More than everything else, aid carries with it a set of ideas with privileged access to the executive, thereby effectively leading to a monopoly of the ideas conveyed by the aid system. The power inherent in this is referred to as discursive power, as opposed to directly coercive power conveyed through conditionality. Aid basically undermines autonomous thinking and the confidence to rely on domestic ideas and domestic sources of development finance. That is why we have governments all over the continent who sound and act more neoliberal than Hayek (the godfather of neoliberalism), parroting the IMF and the World Bank and selling the interest of their people down the tube without noticing. Aid destroys democracy even more when ruling parties see their chance of continued rule in receiving disbursements of aid crucial to buying patronage. Aid and independence move in different directions.
Debt
The deal is that the G8 recommends to the annual meetings of the IMF and World Bank to cancel debt owed to them by 18 countries (14 in Africa) as well as debt owed to the African Development Bank. This number could rise to 32 if the remaining countries are able to fulfil typical IMF conditions under the HIPC framework. This effectively means an extension of the HIPC arrangement, but this time to include the cancellation of the principal, not just interest servicing falling due.
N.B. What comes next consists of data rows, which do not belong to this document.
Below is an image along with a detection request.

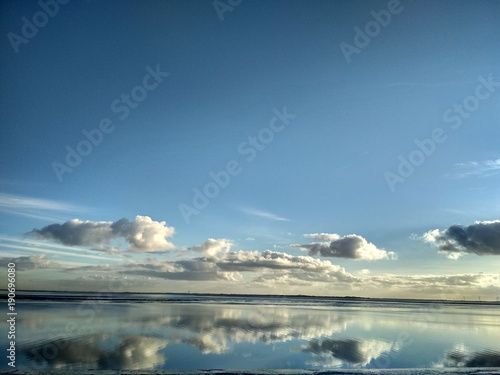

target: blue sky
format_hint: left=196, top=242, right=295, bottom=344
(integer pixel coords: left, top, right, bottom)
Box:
left=0, top=1, right=500, bottom=299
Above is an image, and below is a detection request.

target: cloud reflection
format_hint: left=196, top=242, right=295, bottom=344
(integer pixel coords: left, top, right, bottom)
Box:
left=21, top=334, right=168, bottom=370
left=302, top=339, right=393, bottom=366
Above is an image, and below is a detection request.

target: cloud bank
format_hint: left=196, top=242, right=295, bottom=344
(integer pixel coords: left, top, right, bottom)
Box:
left=290, top=233, right=397, bottom=260
left=422, top=220, right=500, bottom=259
left=28, top=215, right=175, bottom=253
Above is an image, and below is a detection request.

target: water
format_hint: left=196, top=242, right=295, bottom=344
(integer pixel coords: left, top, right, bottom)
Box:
left=0, top=293, right=500, bottom=370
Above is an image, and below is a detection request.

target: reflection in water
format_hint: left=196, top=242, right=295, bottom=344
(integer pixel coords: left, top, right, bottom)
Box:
left=302, top=339, right=393, bottom=366
left=22, top=335, right=167, bottom=370
left=6, top=298, right=500, bottom=370
left=438, top=345, right=500, bottom=367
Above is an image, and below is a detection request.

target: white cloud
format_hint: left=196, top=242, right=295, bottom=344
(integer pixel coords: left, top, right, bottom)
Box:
left=241, top=207, right=290, bottom=221
left=290, top=233, right=397, bottom=260
left=449, top=159, right=500, bottom=178
left=29, top=215, right=175, bottom=253
left=304, top=233, right=340, bottom=241
left=189, top=238, right=233, bottom=256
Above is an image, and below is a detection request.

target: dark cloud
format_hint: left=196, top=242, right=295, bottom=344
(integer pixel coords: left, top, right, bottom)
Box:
left=422, top=220, right=500, bottom=259
left=291, top=233, right=396, bottom=260
left=28, top=216, right=175, bottom=253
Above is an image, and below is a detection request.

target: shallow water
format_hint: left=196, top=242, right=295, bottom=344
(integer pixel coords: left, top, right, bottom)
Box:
left=0, top=293, right=500, bottom=370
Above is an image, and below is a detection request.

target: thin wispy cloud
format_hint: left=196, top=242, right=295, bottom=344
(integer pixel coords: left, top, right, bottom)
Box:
left=0, top=237, right=117, bottom=260
left=0, top=193, right=87, bottom=221
left=447, top=159, right=500, bottom=178
left=241, top=207, right=290, bottom=221
left=27, top=215, right=175, bottom=253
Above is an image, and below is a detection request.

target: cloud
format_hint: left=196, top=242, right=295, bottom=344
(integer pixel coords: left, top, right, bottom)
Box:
left=28, top=215, right=175, bottom=253
left=302, top=339, right=393, bottom=366
left=422, top=220, right=500, bottom=259
left=449, top=159, right=500, bottom=178
left=0, top=193, right=86, bottom=221
left=119, top=250, right=359, bottom=283
left=189, top=238, right=233, bottom=256
left=0, top=254, right=61, bottom=271
left=304, top=233, right=340, bottom=241
left=290, top=233, right=397, bottom=260
left=241, top=207, right=290, bottom=221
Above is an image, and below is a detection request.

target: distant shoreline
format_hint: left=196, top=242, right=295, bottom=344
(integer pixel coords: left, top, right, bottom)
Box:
left=0, top=289, right=500, bottom=305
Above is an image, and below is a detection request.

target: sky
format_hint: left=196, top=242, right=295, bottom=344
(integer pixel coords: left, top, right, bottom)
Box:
left=0, top=0, right=500, bottom=300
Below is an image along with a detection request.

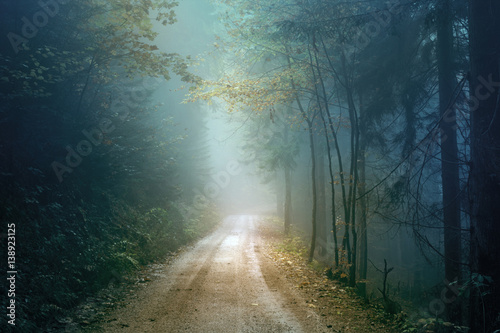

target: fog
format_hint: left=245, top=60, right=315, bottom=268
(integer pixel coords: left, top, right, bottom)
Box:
left=0, top=0, right=500, bottom=332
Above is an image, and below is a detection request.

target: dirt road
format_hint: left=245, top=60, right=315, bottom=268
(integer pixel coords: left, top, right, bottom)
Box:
left=88, top=215, right=329, bottom=333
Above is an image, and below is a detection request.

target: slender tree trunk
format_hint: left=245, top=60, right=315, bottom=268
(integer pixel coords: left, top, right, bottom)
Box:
left=320, top=110, right=339, bottom=267
left=358, top=103, right=368, bottom=298
left=284, top=124, right=292, bottom=235
left=437, top=0, right=461, bottom=322
left=314, top=137, right=328, bottom=257
left=287, top=51, right=317, bottom=262
left=307, top=121, right=318, bottom=262
left=275, top=170, right=284, bottom=218
left=469, top=0, right=500, bottom=332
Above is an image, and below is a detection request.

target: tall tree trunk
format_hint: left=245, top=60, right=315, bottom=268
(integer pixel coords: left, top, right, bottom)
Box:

But this cancellation is not meant to be immediate. The $40 billion figure is in nominal terms and will be delivered over 40 years! In Net Present Value terms, this is equivalent to only $17 billion. Ghanaians seem to have developed the impression that there is a one-off cancellation of all its outstanding debts so that Ghana has suddenly woken up to a debt-free life. That's not what it is. Indeed the opposite is the case. Ghana is effectively married to the IMF for another 40 years before the old debt stock finally goes. Then again, a new one would have been built up.
The debt deal is a huge disappointment. The MPH had called for the cancellation of debt owed by at least 62 countries worldwide who need debt cancellation to revive their economies and reduce poverty. In contrast, the G8 offer is only to a small number of countries, but an impression has been created that 100% of their debt will be cancelled. This is disingenuous. It is in reality a 10% deal, not including middle-income countries, which offers little immediate relief. The deal excludes private sector debt and some debt owed to other multilateral institutions such as the Arab Development Bank and the Caribbean Development Bank. It should also be understood that the debt relief will be at the expense of a proportion of official development assistance (aid). Also it is still not clear how the IMF will finance its debt write-off. The scale of the World Bank debt reduction will also depend on how much the donors commit to financing the debt write-off. As for the IMF bit, campaigners are hugely disappointed that the IMF will not have to sell its idle and undervalued gold reserves but will instead depend on donor contributions and a 1999 sale-buyback agreement.
The task of African civil society is to persuade their Finance Ministers to develop the courage of the trade ministers who led the walkout of the WTO trade talks in Seattle in 1999. Beyond repudiation, the real challenge, according to the veteran intellectual and fighter, Samir Amin, is to fight for an international law regulating international debt which specifies a fair and transparent arbitration process. But for now, it will be a grave mistake for anyone to rejoice over the poisoned crumbs thrown to a few poor countries.